Еще была парочка беглых, которым в России что-то за что-то грозило – по линии экономических преступлений. Они любили шансон, но в остальном были приятными людьми.
Самой интересной для Леси оказалась группа дауншифтеров. Слово нерусское, сколоченное из двух половинок: даун – это вниз, шифт – двигаться. Получается, что это люди, согласившиеся съехать по социальной лестнице и двигаться дальше на пониженной скорости. Леся желала бы так же – вниз с ветерком и делать только то, что хочется: видеть солнце не через реликтовые рамы институтских окон, а без всяких рамочек, стоя на берегу океана; просыпаться по велению плоти, а не по будильнику; одеваться как удобно, а не как подобает научному работнику. Но знала, что никогда не решится на такой вираж. Слишком большую цену она заплатила за то место, на котором стоит. Как-никак старший научный сотрудник. С собственным прессом научных статей. Место не самое респектабельное, но и не на жизненной галерке. Условно последний ряд партера. Видно плохо, зато заходишь в зал вместе с приличными людьми, а не фильтруешься бдительными билетершами как второй сорт, которому указывают на выход.
Лесе очень хотелось узнать этих людей поближе. Она им заранее симпатизировала за их душевную правильность.
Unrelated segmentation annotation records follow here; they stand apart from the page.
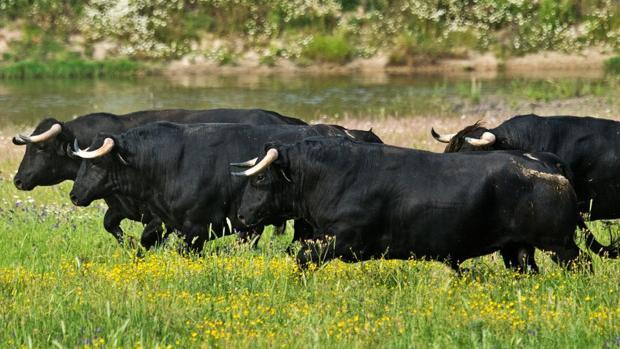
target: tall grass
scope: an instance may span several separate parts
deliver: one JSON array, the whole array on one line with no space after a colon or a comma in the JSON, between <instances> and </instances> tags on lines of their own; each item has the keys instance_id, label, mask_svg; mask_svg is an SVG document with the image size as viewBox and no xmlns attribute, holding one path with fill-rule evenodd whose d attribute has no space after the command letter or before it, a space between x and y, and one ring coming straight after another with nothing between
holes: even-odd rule
<instances>
[{"instance_id":1,"label":"tall grass","mask_svg":"<svg viewBox=\"0 0 620 349\"><path fill-rule=\"evenodd\" d=\"M183 257L118 246L69 183L18 192L0 169L0 347L601 348L620 340L620 263L540 275L497 255L459 276L435 262L338 261L301 273L286 239ZM125 223L136 236L141 227ZM594 226L606 236L608 227ZM618 225L613 225L618 233Z\"/></svg>"},{"instance_id":2,"label":"tall grass","mask_svg":"<svg viewBox=\"0 0 620 349\"><path fill-rule=\"evenodd\" d=\"M615 56L605 61L605 72L620 74L620 56Z\"/></svg>"},{"instance_id":3,"label":"tall grass","mask_svg":"<svg viewBox=\"0 0 620 349\"><path fill-rule=\"evenodd\" d=\"M301 55L313 62L344 64L351 60L353 47L342 36L315 35Z\"/></svg>"},{"instance_id":4,"label":"tall grass","mask_svg":"<svg viewBox=\"0 0 620 349\"><path fill-rule=\"evenodd\" d=\"M4 79L126 77L145 72L142 64L127 59L26 60L0 65L0 78Z\"/></svg>"}]
</instances>

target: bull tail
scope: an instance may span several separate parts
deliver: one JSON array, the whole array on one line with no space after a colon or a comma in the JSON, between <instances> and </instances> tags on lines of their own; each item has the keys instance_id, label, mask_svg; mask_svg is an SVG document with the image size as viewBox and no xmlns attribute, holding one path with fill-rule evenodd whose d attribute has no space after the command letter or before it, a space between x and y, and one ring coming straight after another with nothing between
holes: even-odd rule
<instances>
[{"instance_id":1,"label":"bull tail","mask_svg":"<svg viewBox=\"0 0 620 349\"><path fill-rule=\"evenodd\" d=\"M620 257L617 248L614 248L613 246L601 245L601 243L596 240L596 237L594 236L590 228L588 228L588 226L584 222L583 217L581 217L580 214L577 214L577 217L577 226L583 231L584 238L586 239L586 247L590 251L596 253L601 257L614 259Z\"/></svg>"}]
</instances>

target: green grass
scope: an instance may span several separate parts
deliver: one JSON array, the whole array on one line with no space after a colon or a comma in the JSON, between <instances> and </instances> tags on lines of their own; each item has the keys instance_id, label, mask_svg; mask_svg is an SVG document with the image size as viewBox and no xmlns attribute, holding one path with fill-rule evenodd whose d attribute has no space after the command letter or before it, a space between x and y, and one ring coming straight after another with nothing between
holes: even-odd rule
<instances>
[{"instance_id":1,"label":"green grass","mask_svg":"<svg viewBox=\"0 0 620 349\"><path fill-rule=\"evenodd\" d=\"M605 61L605 72L609 74L620 74L620 56L615 56Z\"/></svg>"},{"instance_id":2,"label":"green grass","mask_svg":"<svg viewBox=\"0 0 620 349\"><path fill-rule=\"evenodd\" d=\"M313 62L344 64L351 60L353 47L342 36L317 34L301 55Z\"/></svg>"},{"instance_id":3,"label":"green grass","mask_svg":"<svg viewBox=\"0 0 620 349\"><path fill-rule=\"evenodd\" d=\"M26 60L0 65L0 78L4 79L126 77L144 72L142 64L126 59Z\"/></svg>"},{"instance_id":4,"label":"green grass","mask_svg":"<svg viewBox=\"0 0 620 349\"><path fill-rule=\"evenodd\" d=\"M457 276L435 262L339 261L300 273L286 238L224 239L203 257L118 246L103 206L75 208L70 183L18 192L0 179L0 347L611 348L620 341L620 262L539 275L497 255ZM136 236L140 227L125 223ZM618 225L595 225L618 233Z\"/></svg>"}]
</instances>

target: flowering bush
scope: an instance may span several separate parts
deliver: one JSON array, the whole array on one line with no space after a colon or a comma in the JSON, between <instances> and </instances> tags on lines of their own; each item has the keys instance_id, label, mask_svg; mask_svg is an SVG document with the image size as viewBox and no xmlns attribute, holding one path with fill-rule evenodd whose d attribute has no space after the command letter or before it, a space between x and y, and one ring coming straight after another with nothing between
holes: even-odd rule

Как это высоко и красиво – презирать золотого тельца, отказываться от соблазнов потребления! Леся даже готова была, если надо, проявить солидарность. При этом слове в ней просыпались детские воспоминания: как было здорово в едином порыве жечь чучело холодной войны или американской военщины. Гораздо веселее, чем теперь на Масленицу поджигать набитое соломой чучело зимы, да еще в окружении ряженных в сарафаны и кокошники. С детства она уяснила, что солидарность – это духоподъемно и совершенно безопасно, ни к каким действиям не обязывает.
Поэтому, когда в их компании появился Серега, Серый, с репутацией отпетого дауншифтера, Леся подошла к нему с лицом, на котором читалось «но пасаран» ну или хотя бы влюбленность в Че Гевару.